Zo schreef Sikke Doele van de Leeuwarder Courant (oplage: 113.000): “Prachtige opnamen van sessies van o.m. John Coltrane, Miles Davis, Eric Dolphy (die speelde alsof hij door zijn saxofoon werd aangevallen), Charlie Parker en -het ontroerendste- Billie Holiday. Na het zien van Billie Holiday snap je niet hoe ze ooit die gelikte Diana Ross de hoofdrol in Lady sings the blues hebben durven geven. Daartussendoor was er live muziek van twee Amerikaanse combinaties: het holle geluidenduo Carbon (Elliott Sharp en Bobby Previte) en het vermakelijke, subtiele Microscopic Septet met vier saxofonisten.”

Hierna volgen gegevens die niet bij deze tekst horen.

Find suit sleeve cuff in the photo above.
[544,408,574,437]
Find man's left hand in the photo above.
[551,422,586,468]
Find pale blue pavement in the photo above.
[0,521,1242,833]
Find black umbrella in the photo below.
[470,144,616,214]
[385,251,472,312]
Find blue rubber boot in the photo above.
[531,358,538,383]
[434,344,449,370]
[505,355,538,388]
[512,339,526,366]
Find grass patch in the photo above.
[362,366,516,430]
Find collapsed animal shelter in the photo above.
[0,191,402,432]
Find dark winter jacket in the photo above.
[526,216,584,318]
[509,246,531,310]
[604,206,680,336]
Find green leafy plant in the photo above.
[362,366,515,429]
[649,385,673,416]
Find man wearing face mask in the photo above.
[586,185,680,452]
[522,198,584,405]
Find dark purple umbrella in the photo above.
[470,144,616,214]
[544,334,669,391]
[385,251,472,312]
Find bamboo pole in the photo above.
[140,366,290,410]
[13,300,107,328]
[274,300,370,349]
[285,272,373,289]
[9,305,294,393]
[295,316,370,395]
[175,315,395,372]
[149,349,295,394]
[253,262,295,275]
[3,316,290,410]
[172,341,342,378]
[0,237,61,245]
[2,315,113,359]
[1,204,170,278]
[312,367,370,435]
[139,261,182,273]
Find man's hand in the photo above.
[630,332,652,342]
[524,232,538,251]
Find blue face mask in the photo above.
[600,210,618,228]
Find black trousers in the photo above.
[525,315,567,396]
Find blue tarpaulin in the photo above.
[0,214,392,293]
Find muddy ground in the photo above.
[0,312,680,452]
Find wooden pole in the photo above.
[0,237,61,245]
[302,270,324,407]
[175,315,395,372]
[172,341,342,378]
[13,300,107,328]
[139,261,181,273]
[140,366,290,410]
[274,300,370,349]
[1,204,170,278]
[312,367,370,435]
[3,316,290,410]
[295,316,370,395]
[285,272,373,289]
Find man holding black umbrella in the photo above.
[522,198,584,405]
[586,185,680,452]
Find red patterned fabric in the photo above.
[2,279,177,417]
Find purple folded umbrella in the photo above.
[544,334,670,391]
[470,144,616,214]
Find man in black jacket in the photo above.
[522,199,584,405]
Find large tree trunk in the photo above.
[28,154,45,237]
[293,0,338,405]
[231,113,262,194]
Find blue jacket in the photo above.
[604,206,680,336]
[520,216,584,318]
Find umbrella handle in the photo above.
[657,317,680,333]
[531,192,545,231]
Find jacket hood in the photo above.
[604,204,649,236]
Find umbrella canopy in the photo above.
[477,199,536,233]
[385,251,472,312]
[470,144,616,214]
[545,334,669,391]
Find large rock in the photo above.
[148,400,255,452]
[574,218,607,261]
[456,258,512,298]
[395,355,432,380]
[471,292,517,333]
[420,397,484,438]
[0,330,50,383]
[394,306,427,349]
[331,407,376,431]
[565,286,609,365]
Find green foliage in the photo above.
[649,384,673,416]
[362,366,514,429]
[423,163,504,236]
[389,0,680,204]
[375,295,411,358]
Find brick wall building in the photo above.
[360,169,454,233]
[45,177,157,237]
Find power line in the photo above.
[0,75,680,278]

Ook Eddy Determeyer van het Nieuwsblad van het Noorden was zeer in zijn nopjes met de openingsavond: “Een confrontatie met al deze helden uit het verleden -het merendeel leeft niet meer- is altijd heel emotionerend. Dat geldt vanzelfsprekend voor iemand als Billie Holiday, die een jaar voor haar dood een aangrijpend Fine and Mellow vastlegde. Zelf word ik bevangen door een onbeschrijflijke melancholie als ik de Nicholas Brothers zie tapdansen in 1935, kids nog. Fantastische kunstenaars. Net als Raymond Winfield, die op een piano danst “als op een hete kachel met beboterde voeten”, zoals Marshall Stearns het in zijn standaardwerk Jazz Dance zo fraai omschreef. De tapdansers raakten in de jaren vijftig uit de mode en verdwenen vrijwel zonder een spoor na te laten. Amerika (geen land springt zo slordig met zijn cultuur om) liet een complete kunstvorm met haar beoefenaars stikken.”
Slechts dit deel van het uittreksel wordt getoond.